In this section, we provide a few examples of such advanced Bash usage.

Generating Makefile contents

Suppose you successfully obtained targets d02_psub_TOTAL, d02_psub_MALE, and d02_psub_FEMALE (which contain PLINK filesets for some genotyping data, all population, only males, and only females, respectively). Now you have to split each dataset by chromosomes — this is required, for example, for phasing genotype data with SHAPEIT or Eagle2 software.

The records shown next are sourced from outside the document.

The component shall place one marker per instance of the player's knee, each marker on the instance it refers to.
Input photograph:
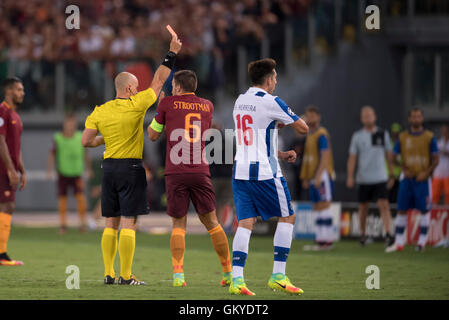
(179, 223)
(290, 219)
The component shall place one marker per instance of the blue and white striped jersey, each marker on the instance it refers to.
(256, 114)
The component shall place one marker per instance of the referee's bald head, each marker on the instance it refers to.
(126, 84)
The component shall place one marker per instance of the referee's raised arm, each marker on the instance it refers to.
(164, 70)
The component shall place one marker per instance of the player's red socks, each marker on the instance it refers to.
(81, 205)
(221, 246)
(177, 247)
(62, 206)
(5, 229)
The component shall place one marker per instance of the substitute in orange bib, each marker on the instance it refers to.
(185, 117)
(419, 152)
(12, 171)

This means that you need the following lines in Makefile:

MXP_MAKEFILE[d02_psub_TOTAL_chr1]="(psub_DIR = d02_psub_TOTAL) psub_0 + psub_chr1 : psubset"
MXP_MAKEFILE[d02_psub_TOTAL_chr2]="(psub_DIR = d02_psub_TOTAL) psub_0 + psub_chr2 : psubset"
.....
MXP_MAKEFILE[d02_psub_MALE_chr1]=" (psub_DIR = d02_psub_MALE)  psub_0 + psub_chr1 : psubset"
.....

Remarks

Here we assume that: (1) psubset method invokes PLINK with parameters defined in parameter scripts to do subsetting; (2) psub_0 parameter scripts resets all environmental variables used by psubset script to default values; (3) psub_chr1 script set PLINK parameter “--chr 1” that tells PLINK to extract chromosome 1, etc.

— 26 chromosomes times 3 subpopulations = 78 Makefile lines. Here is the place where Makefile abbreviations (see Makefile Syntax) really help. The above 78 lines may be replaced by a single line:

MXP_MAKEFILE["d02_psub_{{S1}}_chr{N}"]="(psub_DIR = d02_psub_{{S1}}) psub_0 + psub_chr{N} : psubset"

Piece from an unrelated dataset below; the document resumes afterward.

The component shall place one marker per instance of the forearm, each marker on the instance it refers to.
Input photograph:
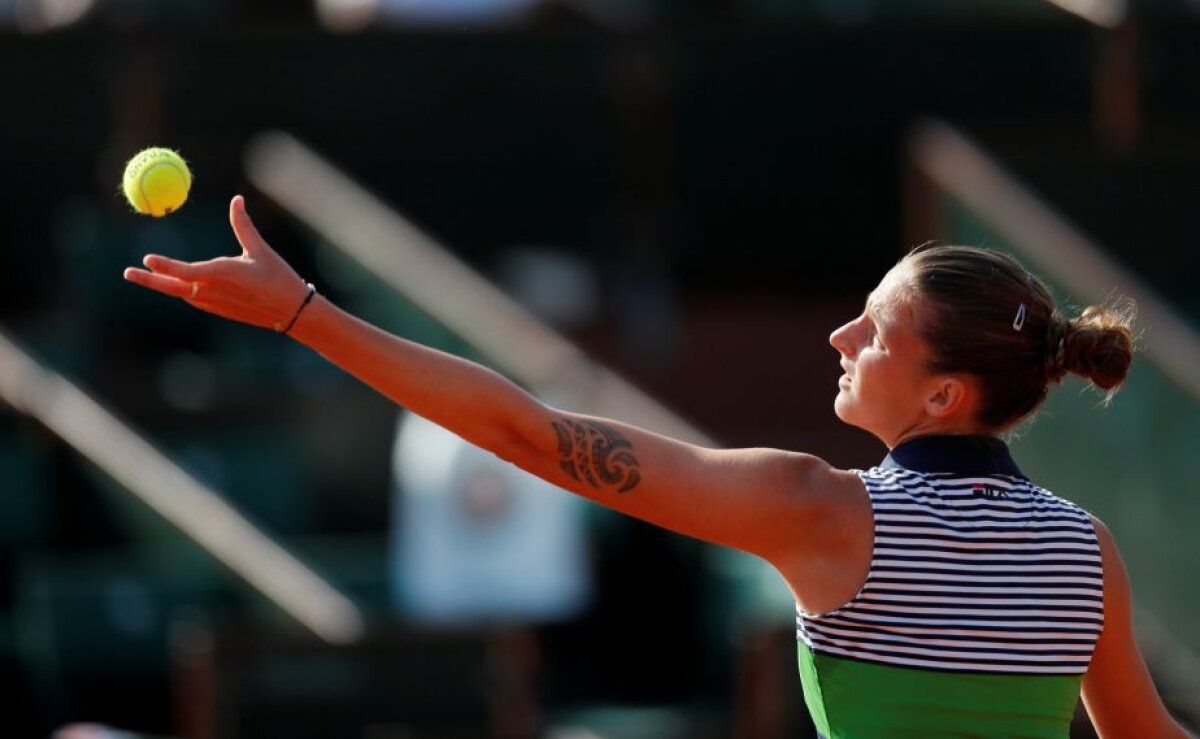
(469, 400)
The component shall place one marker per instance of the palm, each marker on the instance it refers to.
(256, 287)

Now you can use command lines:

     mxp   d02_psub_TOTAL_chr1
     mxp   d02_psub_TOTAL_chr2
     .....

to obtain per-chromosome data.

Of course, you will run a couple of such commands to test whether everything works correctly. But typing 78 such commands in a row is too cumbersome. To save your efforts, you may define dummy target that creates no new data but has all per-chromosome targets as its required targets. For this, it is convenient to use Bash to make Makefile shorter:

required_targets=""
infix=""
for n in {1..26}; do
    required_targets="${required_targets}${infix}psub_DIR_$n = d12_psub_{{S1}}_chr$n"
    infix=", "
done
MXP_MAKEFILE[d12_psub_{{S1}}_chrALL]="($required_targets) nop"

Now you can use command lines:

     mxp   d02_psub_TOTAL_chrALL
     mxp   d02_psub_MALE_chrALL
     mxp   d02_psub_FEMALE_chrALL

to obtain all per-chromosome targets. You may also define another dummy target d02_psub_ALL_chrALL to reduce these 3 commands to one. Alternatively, you may type in your terminal (it is Bash terminal!):

     for s1 in TOTAL MALE FEMALE;   do   mxp d02_psub_${s1}_chrALL;   done

Using MXP environment

But in the above example we still need 26 parameter scripts psub_chr1.params.sh, …, psub_chr26.params.sh. These scripts are very simple; in fact, they consist of single line, like:

PSUB_PLINK_FILTER="--chr 1"

All what is different is the chromosome number. Now note that these scripts are used to obtain targets which name ends with “_chr1“, etc. Thus, we can extract number from target name, and the target name is a value of environmental variable MXP_TARGET. This allows us to replace all parameter scripts with the single script psub_chrN.params.sh:

PSUB_PLINK_FILTER="--chr ${MXP_TARGET#*_chr}"

Of course, after this we have to update Makefile:

MXP_MAKEFILE["d02_psub_{{S1}}_chr{N}"]="(psub_DIR = d02_psub_{{S1}}) psub_0 + psub_chrN : psubset"

(remove curly braces from parameter name).